Além disso, fatores psicológicos e comportamentais podem influenciar na ingestão incorreta de alimentos. A depressão e ansiedade, por exemplo, são doenças psicológicas que podem corroborar com o aumento do apetite como forma de “fuga” para tal problemática, ajudando na obesidade.


Vale ressaltar que não podemos culpar apenas os pais e responsáveis pela obesidade provocada por fatores externos, como a má alimentação, por exemplo.


O próprio poder público também tem o poder de interferir na alimentação da população através de políticas públicas, com informação adequada, melhoria do ambiente escolar, restrição de propaganda e redução da disponibilidade de produtos desequilibrados, por exemplo.



Principais riscos da obesidade infantil


Com o aumento considerável dessa epidemia, agora, os problemas de saúde que antes eram considerados doenças da idade adulta (diabetes, hipertensão e colesterol alto) são cada vez mais comuns em crianças.


Essa nova condição tem como causa a obesidade, que afeta não só a saúde física, mas também a saúde mental e as relações sociais infantis.


Dentre os principais riscos, com certeza a saúde física ainda é o mais preocupante.
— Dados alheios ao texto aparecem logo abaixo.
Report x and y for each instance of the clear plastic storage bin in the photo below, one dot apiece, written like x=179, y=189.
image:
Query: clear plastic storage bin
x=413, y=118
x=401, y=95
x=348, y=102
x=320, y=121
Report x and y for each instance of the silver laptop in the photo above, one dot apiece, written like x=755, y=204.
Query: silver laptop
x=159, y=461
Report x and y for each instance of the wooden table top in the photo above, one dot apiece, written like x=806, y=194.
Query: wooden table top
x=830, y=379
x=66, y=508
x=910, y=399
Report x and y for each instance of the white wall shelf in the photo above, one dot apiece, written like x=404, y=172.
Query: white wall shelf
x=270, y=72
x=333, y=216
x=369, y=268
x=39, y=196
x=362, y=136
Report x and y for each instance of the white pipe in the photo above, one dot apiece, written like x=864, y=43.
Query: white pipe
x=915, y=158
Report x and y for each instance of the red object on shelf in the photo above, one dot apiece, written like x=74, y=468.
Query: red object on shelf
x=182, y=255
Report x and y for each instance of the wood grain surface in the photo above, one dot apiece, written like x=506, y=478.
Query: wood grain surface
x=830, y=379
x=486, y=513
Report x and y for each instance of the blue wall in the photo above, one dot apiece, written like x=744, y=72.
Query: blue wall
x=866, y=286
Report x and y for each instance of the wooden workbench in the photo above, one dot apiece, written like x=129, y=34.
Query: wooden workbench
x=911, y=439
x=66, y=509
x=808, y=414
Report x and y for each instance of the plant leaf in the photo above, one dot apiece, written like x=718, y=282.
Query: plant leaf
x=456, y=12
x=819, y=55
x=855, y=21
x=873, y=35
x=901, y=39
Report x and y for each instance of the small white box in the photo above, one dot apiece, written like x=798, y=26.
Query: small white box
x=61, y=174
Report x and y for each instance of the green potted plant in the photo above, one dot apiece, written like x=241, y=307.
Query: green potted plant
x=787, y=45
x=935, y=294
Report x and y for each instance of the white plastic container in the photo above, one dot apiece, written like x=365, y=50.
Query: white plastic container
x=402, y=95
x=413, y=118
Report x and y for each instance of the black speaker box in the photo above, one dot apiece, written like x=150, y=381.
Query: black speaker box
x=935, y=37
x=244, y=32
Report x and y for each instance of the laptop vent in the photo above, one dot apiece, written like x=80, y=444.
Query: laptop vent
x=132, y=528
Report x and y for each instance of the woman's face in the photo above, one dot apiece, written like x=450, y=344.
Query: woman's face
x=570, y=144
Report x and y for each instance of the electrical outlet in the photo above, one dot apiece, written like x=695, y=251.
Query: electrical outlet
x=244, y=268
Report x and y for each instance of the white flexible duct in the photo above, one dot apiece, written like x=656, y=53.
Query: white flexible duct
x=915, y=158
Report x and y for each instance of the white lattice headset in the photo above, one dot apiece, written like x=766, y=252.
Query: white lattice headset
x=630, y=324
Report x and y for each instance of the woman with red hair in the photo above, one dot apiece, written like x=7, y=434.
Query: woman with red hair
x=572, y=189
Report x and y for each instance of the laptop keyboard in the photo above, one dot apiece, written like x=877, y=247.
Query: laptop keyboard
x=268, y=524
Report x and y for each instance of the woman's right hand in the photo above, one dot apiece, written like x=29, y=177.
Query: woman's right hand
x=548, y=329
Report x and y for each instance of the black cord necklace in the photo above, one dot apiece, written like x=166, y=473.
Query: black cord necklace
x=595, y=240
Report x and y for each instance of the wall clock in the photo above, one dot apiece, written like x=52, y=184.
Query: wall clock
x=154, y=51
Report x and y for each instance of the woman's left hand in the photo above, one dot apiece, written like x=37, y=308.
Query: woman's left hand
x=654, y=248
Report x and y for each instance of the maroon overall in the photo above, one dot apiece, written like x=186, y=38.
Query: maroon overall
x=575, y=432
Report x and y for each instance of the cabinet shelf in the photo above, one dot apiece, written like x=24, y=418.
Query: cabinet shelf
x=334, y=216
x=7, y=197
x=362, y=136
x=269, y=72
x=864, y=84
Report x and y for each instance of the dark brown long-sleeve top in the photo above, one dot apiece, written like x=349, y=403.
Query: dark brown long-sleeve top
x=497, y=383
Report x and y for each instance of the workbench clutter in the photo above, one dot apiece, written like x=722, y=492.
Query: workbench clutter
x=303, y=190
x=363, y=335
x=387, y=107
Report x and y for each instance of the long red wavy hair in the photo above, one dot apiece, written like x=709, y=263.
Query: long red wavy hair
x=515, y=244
Uma criança obesa corre o risco muito mais acentuado de desenvolver asma, apneia do sono, problemas nos ossos e articulações, diabetes tipo 2, colesterol alto, problemas no fígado e doenças cardíacas.


Além disso, como já mencionado, as chances de uma criança obesa tornar-se um adulto obeso é enorme, o que denota que a longo prazo podem desenvolve uma série de patologias graves e mais típicas na fase adulta, como derrame cerebral, doenças cardíacas e alguns tipos de câncer.
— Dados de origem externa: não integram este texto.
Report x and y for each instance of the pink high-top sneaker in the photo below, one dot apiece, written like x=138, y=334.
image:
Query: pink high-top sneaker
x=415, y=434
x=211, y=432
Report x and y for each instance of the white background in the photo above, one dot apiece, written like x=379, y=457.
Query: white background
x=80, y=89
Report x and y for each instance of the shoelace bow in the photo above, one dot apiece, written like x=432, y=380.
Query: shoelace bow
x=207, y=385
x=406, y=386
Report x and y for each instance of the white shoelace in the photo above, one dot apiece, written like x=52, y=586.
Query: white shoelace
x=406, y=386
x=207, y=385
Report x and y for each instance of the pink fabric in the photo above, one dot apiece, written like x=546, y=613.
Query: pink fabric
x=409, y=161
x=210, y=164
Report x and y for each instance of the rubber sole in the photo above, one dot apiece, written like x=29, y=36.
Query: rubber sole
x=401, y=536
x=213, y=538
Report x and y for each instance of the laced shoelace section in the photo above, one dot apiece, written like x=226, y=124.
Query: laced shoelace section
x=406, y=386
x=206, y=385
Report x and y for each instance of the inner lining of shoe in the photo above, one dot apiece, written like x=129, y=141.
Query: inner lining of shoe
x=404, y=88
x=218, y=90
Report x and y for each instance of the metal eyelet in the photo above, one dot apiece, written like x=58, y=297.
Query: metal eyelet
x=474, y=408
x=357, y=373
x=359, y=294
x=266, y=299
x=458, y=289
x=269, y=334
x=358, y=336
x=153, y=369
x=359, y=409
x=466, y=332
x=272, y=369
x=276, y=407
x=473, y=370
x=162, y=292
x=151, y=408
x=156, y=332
Além dos riscos físicos, o psicológico também é preocupante, principalmente nos dias de hoje.


Crianças obesas são mais propensas a sofrerem bullying na escola, o que provoca o isolamento, depressão, ansiedade, baixa autoestima, entre outros problemas. Estes, podem aumentar ainda mais a obesidade a longo prazo.




Como evitar?


Mudar o estilo de vida da criança é o passo mais importante para evitar uma obesidade. Se você observar que a mesma já está em processo de ganho de peso, ainda dá tempo de pará-lo.


Para isso, a família deve empenhar-se nisso, seguindo uma alimentação saudável e praticando exercícios.


No caso da alimentação, não se trata de fazer dietas radicais, mesmo porque as crianças precisam de todos os nutrientes para a sua formação.


É o caso de escolher os alimentos corretamente e não exagerar nas porções. Assim, o ideal é que:

  1. Inclua frutas e legumes;

  2. Compre menos produtos industrializados;

  3. Assar ou grelhar ao invés de fritar;

  4. Escolha os produtos lácteos, como leite, iogurte e sorvete, com baixo teor de gordura e calorias;

  5. Corte os refrigerantes em excesso;

  6. Limite as refeições fora de casa;

  7. Evite ao máximo os restaurantes fast-food e comidas prontas.



Quanto às atividades físicas, o recomendado é que elas pratiquem pelo menos 1 hora por dia, de preferência fazendo exercícios que mais gostam para que isso não se torne uma tarefa maçante.


Exercícios como natação, futebol, ballet, lutas, entre outros, podem ser opções divertidas e bastante funcionais.